Saeed cares little about "innocent Iraqis" or Palestinians for that matter, they are mere props he and his ilk use to explain Islamic barbarism in their unquenchable hatred for the Jews and, by extension, the United States. Perhaps the barbarism is a stuggle for the heart of Islam itself, a struggle in which moderation seems to be the first casualty. In either case, there is little we can do to placate an implacable enemy.
Mr. Saeed spends the entire column attempting to tar Tony Blair, all the while conspicuously avoiding any specific criticism of the bombers themselves. In the end, he invites us to "regard these acts as part of Islam, or as an irrational reaction to injustice taking place in the world."

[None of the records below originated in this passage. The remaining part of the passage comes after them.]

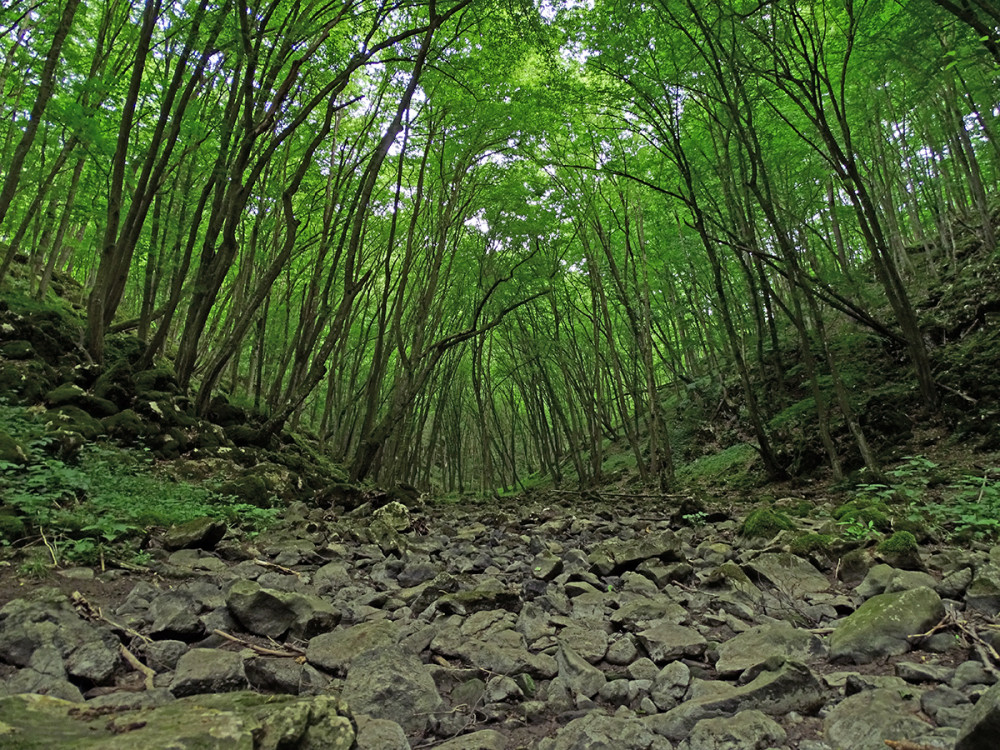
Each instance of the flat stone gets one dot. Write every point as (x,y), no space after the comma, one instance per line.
(790,574)
(762,642)
(388,683)
(747,730)
(667,641)
(882,626)
(865,720)
(208,670)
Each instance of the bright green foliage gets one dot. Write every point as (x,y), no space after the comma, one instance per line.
(808,543)
(901,542)
(105,497)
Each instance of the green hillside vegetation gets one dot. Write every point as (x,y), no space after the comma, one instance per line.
(469,250)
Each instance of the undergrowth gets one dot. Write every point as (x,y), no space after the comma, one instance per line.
(102,499)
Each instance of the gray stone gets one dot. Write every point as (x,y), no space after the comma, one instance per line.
(484,739)
(882,625)
(747,730)
(646,610)
(666,641)
(388,683)
(865,720)
(788,687)
(762,642)
(200,533)
(904,580)
(47,619)
(380,734)
(335,651)
(982,728)
(208,670)
(587,638)
(234,721)
(274,613)
(790,574)
(669,685)
(284,676)
(175,615)
(578,674)
(614,556)
(597,731)
(876,581)
(983,594)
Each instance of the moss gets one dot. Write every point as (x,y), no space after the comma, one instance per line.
(765,522)
(898,543)
(865,511)
(807,543)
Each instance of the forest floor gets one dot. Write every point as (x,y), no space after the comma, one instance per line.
(549,621)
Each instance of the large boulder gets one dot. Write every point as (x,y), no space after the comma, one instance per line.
(234,721)
(981,730)
(388,683)
(884,624)
(760,643)
(865,720)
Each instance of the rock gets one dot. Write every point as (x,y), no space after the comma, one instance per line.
(882,625)
(762,642)
(175,615)
(666,641)
(865,720)
(46,619)
(784,688)
(11,452)
(577,673)
(614,556)
(380,734)
(597,730)
(669,685)
(983,594)
(285,676)
(484,739)
(234,721)
(587,638)
(273,613)
(199,533)
(208,670)
(394,514)
(747,730)
(387,683)
(335,651)
(981,729)
(790,574)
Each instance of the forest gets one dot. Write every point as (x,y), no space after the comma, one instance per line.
(470,243)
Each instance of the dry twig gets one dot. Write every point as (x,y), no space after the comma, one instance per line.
(286,651)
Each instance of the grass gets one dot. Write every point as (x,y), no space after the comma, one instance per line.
(102,498)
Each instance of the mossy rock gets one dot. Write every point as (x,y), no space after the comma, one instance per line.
(765,523)
(250,489)
(69,394)
(153,383)
(19,349)
(75,419)
(115,384)
(901,551)
(807,544)
(126,426)
(11,451)
(12,526)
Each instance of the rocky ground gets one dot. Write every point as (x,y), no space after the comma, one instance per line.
(554,623)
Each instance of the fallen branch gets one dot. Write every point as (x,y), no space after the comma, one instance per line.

Naturally, he chooses the latter and the fact that he casually dismisses bombings of innocent citizens as "an irrational reaction to injustice" speaks volumes.
To me, the evidence of the former is growing. In his questioning as to "why this started only 12 years ago and not 1,400", he not only presents a false choice (Islamic terrorism goes much farther back than 12 years) but unwiitingly reveals the problem at the heart of Islam - the abject refusal to acknowedge the history of atrocities that have been committed by Muslims combined with a refusal to forget those atrocities committed against Muslims. He demands apologies, but offers none.
The purpose of Saeed's column is to defend Islam and to explain the "reasoning" behind the wholesale murder of innocents that has become the face of Islam and he fails miserably. Oddly enough, his attempt unveils Islam as something of a decrepit belief system showing signs of internal rot brought about by its inability to accept or move beyond its barbaric past. Nursing every wound inflicted for 1,400 years, a significant percentage of Muslims have chosen to engage in, or support unspeakable savagry in an effort to turn the clock back to the "golden age of Islam."
The path to a golden age is not lined with beheaded corpses, burnt bodies, smoking holes where once stood proud skyscrapers or twisted metal hulks littered with body parts that were once were busses and trains. On the contrary, that is a path to oblivion at the hands of those upon whom you visit those horrors.